Look, we all know why we’re here. It’s what Jamie Lloyd does: takes a classic play, strips away a load of stuff, and puts a massive star at the centre of it to sell all the tickets and sort of trick teenagers into watching Ibsen or Pinter or Shakespeare. It’s the same deal here, with someone of supernova quality: Tom Holland – aka Spiderman himself – returning to the London stage for the first time since playing Billy Elliott in 2008.

Except, this time, early announcements about the feverishly anticipated production were overshadowed by an online campaign of abuse against Francesca Amewudah-Rivers, the young actor cast as Juliet. What an utter cesspit the world seems sometimes. The torrent from these brainless racists led to an open letter of solidarity signed by more than 800 Black creatives, and a statement from Lloyd’s company condemning the abuse. This all happened before the play had opened – before anyone had a chance to see what it’s actually like.

So. What’s it actually like?

This is less “Jamie Lloyd does Shakespeare”, more “Jamie Lloyd does Jamie Lloyd”; a Romeo & Juliet muttered through head mics, housed in a shell of industrial chic – or it was chic the first time Lloyd did it, but now it just looks like a fetish for ventilation ducts.

It’s set in Verona, which we can tell because it’s in the second line of the play and because there are big letters on stage that say “Verona”. That’s the closest Lloyd comes to a prop, by the way. No potions or poisons or daggers here. No set either, or rather one of regular collaborator Soutra Gilmour’s non-sets, making the stage look like a stage. There’s really high-quality video and Jon Clark’s amazing lighting provides the rest of the set, creating shapes and sculpture from light and shadow.

There’s the prologue, a bit of fighting performed as whispers into microphones, and on comes Holland, a camera following him from backstage. He’s tearful, morose, muttering. He’s a very sad boy in a tight white vest.

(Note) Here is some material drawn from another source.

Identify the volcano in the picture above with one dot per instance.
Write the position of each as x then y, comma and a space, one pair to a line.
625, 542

It’s what Lloyd was doing in Sunset Boulevard with Nicole Scherzinger and in A Doll’s House with Jessica Chastain, the toolkit deployed in full, and it’s just as interesting: it strips the play back to bare bones, especially with Nima Taleghani’s super snappy adaptation which nips along at pace. The play seems fresh; there’s a real intense focus on the words.

But it’s only when we get to the balcony scene (no balcony obviously) that it properly comes alive. It’s pure intense passion. Holland and Amewudah-Rivers stand face to face, hips brushing, lips almost touching, and murmur their love to each other.

Holland’s acting skills are abundant in all the bits when he’s not speaking. That’s not a criticism, honestly: it’s just that his face is so full of detail – detail that cameras and close-ups can really capture – and his reactions to other characters so full and attentive. His line delivery is a bit flat, though – too much sing-song quality as he quietly trots out the pentameter.

Tom Holland (Romeo) and Francesca Amewudah-Rivers (Juliet) (Marc Brenner)
Tom Holland (Romeo) and Francesca Amewudah-Rivers (Juliet) (Marc Brenner)

Amewudah-Rivers is the opposite: her face remains mostly impassive, her cool insouciance a nice contrast to Holland’s puppyish affection, and she fills her softly murmured lines with different textures. Essentially, he acts best with his face, she with her voice.

Amid the moody coolness there’s a brilliant performance from Freema Agyeman as a sulky, cheeky nurse leching over Romeo and having a laugh with Juliet. But really there are no blow-away performances here, nothing for the ages. How can there be when the actors are so constricted by the production that’s been built around them? As much as it’s meant to be a stripping back, soon those cameras, the constant murmuring, the grinding sounds, the need to be cool ALL THE TIME gets in the way of performances. It imposes too much on them rather than liberating them.

If it had ended at the interval, it would have been brilliant. Instead, it becomes a thing of diminishing returns. Second-half scenes are too effortful, some have no emotional impact. As for the ending, well, it’s a bit of a letdown. They die, but theatrically: earpieces out, eyes closed, sitting on the front of the stage like bouncers having a nap after a long shift at a warehouse rave.

Credit to Lloyd, nothing is ever boring, which can’t be said for most Shakespeare productions. But this is Romeo & Juliet, and “not boring” isn’t enough. We need more passion, more energy, to make us not want the lovers to die, and then to feel sad when they do. By the end it feels like nothing has changed. Everything has remained too muted and beholden to the concept. Love is a many-splendoured thing, not a mutter into a mic.